Friday, January 13, 2012

 

By Andy Hamilton
Iowa City Press-Citizen

The course is called Thermodynamics, and the name alone sounds like a class fully capable of melting your brain.

“It made my head hurt every single day,” Vinnie Wagner said. “Probably my least favorite class in college.”

Courses like Thermodynamics and Electrical Circuits drove Wagner off the mat three years when when he couldn’t find the time to double-major in biomedical engineering and Iowa wrestling.
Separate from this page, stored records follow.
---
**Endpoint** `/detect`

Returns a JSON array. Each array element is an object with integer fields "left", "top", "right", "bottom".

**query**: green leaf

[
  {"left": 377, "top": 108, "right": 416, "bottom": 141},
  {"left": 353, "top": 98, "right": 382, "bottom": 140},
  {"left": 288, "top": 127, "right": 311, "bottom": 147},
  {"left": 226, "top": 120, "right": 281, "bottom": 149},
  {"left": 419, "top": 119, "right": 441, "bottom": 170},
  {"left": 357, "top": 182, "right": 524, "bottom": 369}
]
Admittedly, the state champion from Osage didn’t know how to prioritize his time then.

“I’d be up until 3 in the morning studying for my exams, getting my homework done and waking up at 6 to go lift and trying to go to practice that afternoon running on three hours of sleep,” he said. “It absolutely drained me that year. And the sophomore year is the toughest in engineering. You’ve got all these tough classes all at the same time, homework due every single day, tests coming up every week and I looked ahead and I’m like, ‘If I do this I’m going to die.’ ”

So Wagner left the Iowa wrestling team, but he didn’t completely quit the Hawkeyes. He went to every home dual and sat in the stands in Carver-Hawkeye Arena wondering why he wasn’t down on the floor with his old teammates.

He sat there kicking a few questions around in his head. How many wrestlers have the opportunity to compete for the Hawkeyes? How many students survive biomedical engineering and get into med school? Why can’t wrestling and school fit into the same schedule?

“I knew if I didn’t try it at least one more time,” he said, “I’d be kicking myself the rest of my life.”

Wagner rejoined the Hawkeyes in the fall of 2009. He said he learned to prioritize his time better when his longtime girlfriend and now wife, Allison, moved to Iowa City.

Now Wagner is juggling medical school and wrestling for the Hawkeyes. Iowa coach Tom Brands says it might be unprecedented for a Division I starter to take on med school at the same time. Others say it’s borderline crazy to try both simultaneously.

“Not once have I heard him sigh or there was a pause (like), ‘Coach, you’re asking a lot of me,’ ” Brands said earlier in the season. “It’s always upbeat.”

Wagner is 5-4 this season at 184 pounds, with all of his defeats against ranked opponents. He said the first- semester juggling turned out well.

“I thought it would be a lot worse than it was,” he said. “I was prepared for the worst and it wasn’t the worst.”